Here's an attempt to answer based on the information available, and highlighting what is not present:
Description of Acceptance Criteria and the Study:
The primary "acceptance criteria" discussed are regulatory compliance and substantial equivalence to legally marketed predicate devices. The "study" referenced implicitly is the manufacturer's internal testing to support shelf-life claims for expiration dating, which is not detailed in this document but is required to be maintained by the manufacturer for FDA inspection.
1. A table of acceptance criteria and the reported device performance
| Acceptance Criteria (from document) | Reported Device Performance (from document) |
|---|---|
| Substantial Equivalence to legally marketed predicate devices | The FDA has "determined the device is substantially equivalent... to legally marketed predicate devices." |
| Compliance with 21 CFR 884.5300 (Latex Condoms) and 884.5310 (Spermicidal Condoms) | Implied as met for clearance. |
| Compliance with Use Labeling for Latex Condoms: Expiration Dating, 21 CFR 801.435 | The letter states that "labeling for latex condoms... must comply" with this regulation, and an "expiration date, supported by test data developed under the conditions specified in 801.435(d), must be displayed prominently and legibly." The manufacturer must "maintain this data and that it be available for inspection by FDA." The FDA assumes compliance with Current Good Manufacturing Practice requirements (21 CFR Part 820). The letter does not explicitly state that the company provided this data in the 510(k) submission, only that it must maintain it. |
| Compliance with Current Good Manufacturing Practice (GMP) requirements (21 CFR Part 820) | "A substantially equivalent determination assumes compliance with the Current Good Manufacturing Practice requirements... and that, through periodic QS inspections, the Food and Drug Administration (FDA) will verify such assumptions." |
| Indications for Use as stated | Stated as: "The intended use of these latex coloured condoms with flavour lubricant is for contraception and prophylactics purposes (preventing transmission of venereal diseases.)" The FDA's clearance refers to these stated indications. |
2. Sample sized used for the test set and the data provenance (e.g. country of origin of the data, retrospective or prospective)
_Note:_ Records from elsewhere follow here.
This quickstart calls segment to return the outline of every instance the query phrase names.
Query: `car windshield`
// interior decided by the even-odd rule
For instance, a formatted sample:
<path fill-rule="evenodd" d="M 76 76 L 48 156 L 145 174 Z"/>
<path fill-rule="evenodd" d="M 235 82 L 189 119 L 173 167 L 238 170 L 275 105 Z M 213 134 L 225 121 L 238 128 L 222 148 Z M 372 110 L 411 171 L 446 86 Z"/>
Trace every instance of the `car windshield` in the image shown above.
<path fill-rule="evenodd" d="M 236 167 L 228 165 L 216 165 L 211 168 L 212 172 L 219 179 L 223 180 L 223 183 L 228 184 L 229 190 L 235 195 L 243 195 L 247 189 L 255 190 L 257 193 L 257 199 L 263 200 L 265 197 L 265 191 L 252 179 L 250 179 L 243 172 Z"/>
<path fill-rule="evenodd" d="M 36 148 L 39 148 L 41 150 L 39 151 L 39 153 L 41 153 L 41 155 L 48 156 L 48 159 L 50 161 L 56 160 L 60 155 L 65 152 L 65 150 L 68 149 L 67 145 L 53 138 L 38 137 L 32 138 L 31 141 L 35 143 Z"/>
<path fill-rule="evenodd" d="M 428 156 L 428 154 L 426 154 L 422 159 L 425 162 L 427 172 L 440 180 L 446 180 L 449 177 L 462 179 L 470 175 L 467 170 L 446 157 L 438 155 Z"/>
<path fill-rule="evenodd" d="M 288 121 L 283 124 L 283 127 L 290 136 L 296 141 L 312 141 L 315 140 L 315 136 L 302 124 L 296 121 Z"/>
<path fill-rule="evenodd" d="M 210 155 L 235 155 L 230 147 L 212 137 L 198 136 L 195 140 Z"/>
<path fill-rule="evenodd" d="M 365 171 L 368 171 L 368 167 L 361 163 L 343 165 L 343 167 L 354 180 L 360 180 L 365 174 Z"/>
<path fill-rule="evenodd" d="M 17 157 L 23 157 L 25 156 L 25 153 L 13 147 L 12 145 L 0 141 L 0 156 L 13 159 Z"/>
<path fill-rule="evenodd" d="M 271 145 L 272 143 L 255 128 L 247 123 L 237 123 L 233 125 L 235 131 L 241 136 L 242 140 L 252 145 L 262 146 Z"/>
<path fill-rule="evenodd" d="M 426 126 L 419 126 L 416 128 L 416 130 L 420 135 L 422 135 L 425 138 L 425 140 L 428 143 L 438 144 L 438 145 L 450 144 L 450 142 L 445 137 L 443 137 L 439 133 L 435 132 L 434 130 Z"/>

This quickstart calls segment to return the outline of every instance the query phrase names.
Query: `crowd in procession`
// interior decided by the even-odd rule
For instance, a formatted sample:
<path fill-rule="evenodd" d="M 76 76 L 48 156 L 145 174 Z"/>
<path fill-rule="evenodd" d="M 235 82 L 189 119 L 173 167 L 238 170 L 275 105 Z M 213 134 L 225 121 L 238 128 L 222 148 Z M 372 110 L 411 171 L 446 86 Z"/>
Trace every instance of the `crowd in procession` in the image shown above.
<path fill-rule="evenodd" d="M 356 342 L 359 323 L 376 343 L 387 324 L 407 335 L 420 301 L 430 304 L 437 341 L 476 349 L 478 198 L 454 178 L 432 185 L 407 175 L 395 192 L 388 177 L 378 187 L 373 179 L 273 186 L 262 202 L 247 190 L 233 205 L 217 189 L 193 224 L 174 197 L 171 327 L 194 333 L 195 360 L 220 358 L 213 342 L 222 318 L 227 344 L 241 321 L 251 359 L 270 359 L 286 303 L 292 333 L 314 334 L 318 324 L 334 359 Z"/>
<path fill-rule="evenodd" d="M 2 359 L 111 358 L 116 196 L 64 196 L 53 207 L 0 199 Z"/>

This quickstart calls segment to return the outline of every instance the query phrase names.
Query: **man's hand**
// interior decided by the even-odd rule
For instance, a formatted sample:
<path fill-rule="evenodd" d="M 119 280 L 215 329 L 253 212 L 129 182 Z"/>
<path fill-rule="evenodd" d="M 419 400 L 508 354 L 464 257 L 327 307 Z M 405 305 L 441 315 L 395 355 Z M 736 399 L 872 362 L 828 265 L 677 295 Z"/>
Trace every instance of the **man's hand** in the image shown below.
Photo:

- Not provided in the document. The document refers to "test data developed under the conditions specified in 801.435(d)" for expiration dating, but no specifics on sample size, data provenance, or study design are given. This data is to be maintained by the manufacturer, not necessarily submitted with the 510(k). The device manufacturer is LS Rubber SDN.BHD., located in Malaysia.
3. Number of experts used to establish the ground truth for the test set and the qualifications of those experts (e.g. radiologist with 10 years of experience)
- Not applicable/Not provided. This type of information would be relevant for devices involving expert assessment or diagnostic accuracy, which is not the primary focus of this condom clearance letter.
4. Adjudication method (e.g. 2+1, 3+1, none) for the test set
- Not applicable/Not provided.
5. If a multi-reader multi-case (MRMC) comparative effectiveness study was done, If so, what was the effect size of how much human readers improve with AI vs without AI assistance
- Not applicable. This document is for a physical medical device (condoms), not an AI-assisted diagnostic tool.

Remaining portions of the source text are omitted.